Windows Presentation Foundation (WPF) began life with the code name Avalon, and you might have seen early descriptions under that name. WPF is one of the major elements of WinFX, which is the next version of the .NET Framework. Microsoft is including WinFX with the Windows Vista cycle of products. (WPF will also be compatible with Windows XP, but not with earlier versions of Windows; how compatible it will be with Windows XP appears to be a moving target at this time.)
Before going into more detail about WPF and how it will change how you work, it might be instructive to review how we got to where we are today. The shift to ubiquitous GUIs took a while. The PC world stayed character-based until the early 1990s, when Windows was broadly accepted starting with version 3.0. Browsers extended that sort of user interface to a worldwide audience, but didn't do much to advance the usability of the interface. In fact, HTML, which was designed for hyperlinked documents, still imposes significant UI limitations.

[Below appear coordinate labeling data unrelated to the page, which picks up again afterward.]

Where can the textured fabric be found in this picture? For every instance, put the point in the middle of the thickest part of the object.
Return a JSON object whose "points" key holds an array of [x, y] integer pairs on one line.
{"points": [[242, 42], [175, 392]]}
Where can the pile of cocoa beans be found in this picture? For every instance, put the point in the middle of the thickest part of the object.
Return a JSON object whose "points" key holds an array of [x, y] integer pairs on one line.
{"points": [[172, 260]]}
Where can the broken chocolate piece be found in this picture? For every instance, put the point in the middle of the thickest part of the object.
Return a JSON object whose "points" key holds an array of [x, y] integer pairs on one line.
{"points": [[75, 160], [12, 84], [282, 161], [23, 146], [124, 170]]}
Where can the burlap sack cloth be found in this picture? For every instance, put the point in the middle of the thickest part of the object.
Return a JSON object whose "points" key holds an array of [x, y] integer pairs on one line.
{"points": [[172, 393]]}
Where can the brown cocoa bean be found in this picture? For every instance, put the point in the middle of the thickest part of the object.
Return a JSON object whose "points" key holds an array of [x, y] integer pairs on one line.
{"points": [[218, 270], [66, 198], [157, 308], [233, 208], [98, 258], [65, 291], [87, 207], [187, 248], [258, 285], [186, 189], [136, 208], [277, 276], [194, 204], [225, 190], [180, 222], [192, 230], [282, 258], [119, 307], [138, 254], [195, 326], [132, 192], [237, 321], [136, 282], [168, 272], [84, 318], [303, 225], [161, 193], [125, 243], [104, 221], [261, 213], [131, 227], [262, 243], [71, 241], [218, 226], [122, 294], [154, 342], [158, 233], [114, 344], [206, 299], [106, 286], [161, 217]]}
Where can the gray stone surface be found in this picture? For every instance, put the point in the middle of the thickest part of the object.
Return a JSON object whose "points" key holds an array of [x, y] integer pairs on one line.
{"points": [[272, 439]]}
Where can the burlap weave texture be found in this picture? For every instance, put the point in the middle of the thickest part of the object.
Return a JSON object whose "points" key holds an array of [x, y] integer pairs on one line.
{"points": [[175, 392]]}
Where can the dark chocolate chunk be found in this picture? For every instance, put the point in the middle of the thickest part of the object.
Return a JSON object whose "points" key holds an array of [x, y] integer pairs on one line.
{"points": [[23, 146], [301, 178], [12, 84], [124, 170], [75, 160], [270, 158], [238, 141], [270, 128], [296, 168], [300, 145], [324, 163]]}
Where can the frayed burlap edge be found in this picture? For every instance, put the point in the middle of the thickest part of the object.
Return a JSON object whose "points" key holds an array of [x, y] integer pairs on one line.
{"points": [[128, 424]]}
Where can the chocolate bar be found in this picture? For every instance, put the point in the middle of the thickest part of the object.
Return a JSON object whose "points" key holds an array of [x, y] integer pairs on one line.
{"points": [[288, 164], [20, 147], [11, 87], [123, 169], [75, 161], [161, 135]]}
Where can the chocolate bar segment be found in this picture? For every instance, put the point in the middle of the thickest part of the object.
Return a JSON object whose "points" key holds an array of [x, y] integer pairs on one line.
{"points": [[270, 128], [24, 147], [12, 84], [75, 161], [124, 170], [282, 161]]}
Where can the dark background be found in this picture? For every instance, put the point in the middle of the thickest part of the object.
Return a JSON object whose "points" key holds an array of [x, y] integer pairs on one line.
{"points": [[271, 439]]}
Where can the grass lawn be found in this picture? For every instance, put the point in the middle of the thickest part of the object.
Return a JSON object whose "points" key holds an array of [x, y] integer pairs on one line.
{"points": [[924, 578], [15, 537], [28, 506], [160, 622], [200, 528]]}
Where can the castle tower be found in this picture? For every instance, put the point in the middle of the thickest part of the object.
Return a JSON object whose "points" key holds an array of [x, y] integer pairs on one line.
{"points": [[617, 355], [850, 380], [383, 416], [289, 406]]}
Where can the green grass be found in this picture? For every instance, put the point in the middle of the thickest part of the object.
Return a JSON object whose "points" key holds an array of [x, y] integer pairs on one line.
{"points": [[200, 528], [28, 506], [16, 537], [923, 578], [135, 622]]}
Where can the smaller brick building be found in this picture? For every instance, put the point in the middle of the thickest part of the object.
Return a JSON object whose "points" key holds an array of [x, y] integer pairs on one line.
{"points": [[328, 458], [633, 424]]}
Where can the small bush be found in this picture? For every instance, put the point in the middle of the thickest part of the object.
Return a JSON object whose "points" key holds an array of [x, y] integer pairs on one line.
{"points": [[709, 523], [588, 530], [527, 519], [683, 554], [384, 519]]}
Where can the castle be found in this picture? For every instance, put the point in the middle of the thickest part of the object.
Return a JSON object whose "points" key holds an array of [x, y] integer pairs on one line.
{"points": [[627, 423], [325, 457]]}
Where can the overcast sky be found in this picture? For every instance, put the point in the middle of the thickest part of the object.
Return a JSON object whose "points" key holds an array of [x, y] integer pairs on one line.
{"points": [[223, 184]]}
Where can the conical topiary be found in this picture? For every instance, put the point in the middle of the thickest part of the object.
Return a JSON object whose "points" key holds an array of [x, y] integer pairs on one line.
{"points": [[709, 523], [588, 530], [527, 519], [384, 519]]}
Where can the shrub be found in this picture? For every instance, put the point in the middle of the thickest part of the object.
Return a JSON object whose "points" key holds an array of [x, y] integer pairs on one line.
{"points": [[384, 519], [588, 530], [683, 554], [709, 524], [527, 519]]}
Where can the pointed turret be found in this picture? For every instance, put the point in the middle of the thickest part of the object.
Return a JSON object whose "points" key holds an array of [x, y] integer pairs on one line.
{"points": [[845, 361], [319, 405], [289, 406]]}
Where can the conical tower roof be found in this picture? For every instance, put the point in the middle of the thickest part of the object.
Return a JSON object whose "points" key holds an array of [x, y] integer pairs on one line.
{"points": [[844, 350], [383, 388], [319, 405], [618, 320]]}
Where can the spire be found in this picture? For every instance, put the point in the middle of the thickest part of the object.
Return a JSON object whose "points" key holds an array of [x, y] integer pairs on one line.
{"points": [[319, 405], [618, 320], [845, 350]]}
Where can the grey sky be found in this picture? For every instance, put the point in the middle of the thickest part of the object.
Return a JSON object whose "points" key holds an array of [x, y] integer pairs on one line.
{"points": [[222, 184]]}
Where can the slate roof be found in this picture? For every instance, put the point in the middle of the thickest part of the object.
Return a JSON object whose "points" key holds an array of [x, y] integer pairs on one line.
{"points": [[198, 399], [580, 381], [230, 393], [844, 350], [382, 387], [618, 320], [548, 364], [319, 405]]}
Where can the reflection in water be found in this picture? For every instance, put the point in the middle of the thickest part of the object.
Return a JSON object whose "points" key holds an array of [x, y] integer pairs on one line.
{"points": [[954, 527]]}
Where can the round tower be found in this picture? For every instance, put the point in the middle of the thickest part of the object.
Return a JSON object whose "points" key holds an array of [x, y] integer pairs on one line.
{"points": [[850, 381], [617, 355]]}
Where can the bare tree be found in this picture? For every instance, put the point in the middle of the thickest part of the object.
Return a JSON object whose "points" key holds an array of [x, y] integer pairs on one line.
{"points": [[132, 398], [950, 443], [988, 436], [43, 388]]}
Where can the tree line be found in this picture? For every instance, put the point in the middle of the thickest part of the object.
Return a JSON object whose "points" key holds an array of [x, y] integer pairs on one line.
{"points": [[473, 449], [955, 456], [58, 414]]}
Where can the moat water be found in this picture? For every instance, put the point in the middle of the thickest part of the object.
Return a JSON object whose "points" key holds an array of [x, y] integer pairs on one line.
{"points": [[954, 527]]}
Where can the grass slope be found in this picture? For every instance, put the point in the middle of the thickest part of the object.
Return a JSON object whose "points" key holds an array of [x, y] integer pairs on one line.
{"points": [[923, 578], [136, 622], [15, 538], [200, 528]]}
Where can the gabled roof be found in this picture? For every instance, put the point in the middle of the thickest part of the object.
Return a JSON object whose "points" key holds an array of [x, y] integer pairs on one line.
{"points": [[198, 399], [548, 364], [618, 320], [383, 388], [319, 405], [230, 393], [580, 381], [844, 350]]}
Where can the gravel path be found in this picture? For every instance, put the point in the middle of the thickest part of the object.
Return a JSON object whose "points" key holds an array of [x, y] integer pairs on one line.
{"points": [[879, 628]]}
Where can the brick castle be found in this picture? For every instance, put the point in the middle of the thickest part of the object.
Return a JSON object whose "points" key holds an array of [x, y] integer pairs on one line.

The most important advance of browsers and HTML was the idea that a UI should be dynamic and composable. That is, it should be composed of elements that you can assemble on the fly, and from different sources that are composited into a single UI that is presented to the user. Forms-based interfaces are only now beginning to acquire these important capabilities, but they have problems of their own.
For example, different screen resolutions have caused problems for years. Do you develop for 800x600 or 1024x768? What if the users have bigger monitors than that? Do you simply let that extra space go to waste?
Varying device sizes add to the confusion. Some screens don't even have the normal aspect ratio of traditional monitors. And mobile devices, with their small and varying screens, continue to proliferate.
These problems stem mostly from a single flaw in the traditional GUI: It is based on bit-mapped technologies. That is, all elements of the UI are considered as dots or pixels. We've achieved some scaling of text through technologies such as TrueType, but the underlying design of today's interfaces is extremely constrained by their bit-mapped foundation.
Anyone who has used a vector-based graphics program such as CorelDraw or Adobe Illustrator knows how advanced such technologies are over bit-mapped graphics products. Screen elements are not described as dots; they are described as mathematical curves and positions. You can render the end result onto whatever surface you want, at whatever size and resolution necessary. But the underlying description is independent of bitmaps.
Microsoft is ready to put vector-based graphics right into its next-generation UI. This doesn't match the advancement of GUIs over character-based screens, but it is a big jump.
WPF promises several important benefits. First, you as a developer will no longer have to worry about screen resolution. The UI isn't designed around a particular resolution in WPF, but instead scales itself to whatever resolution is available.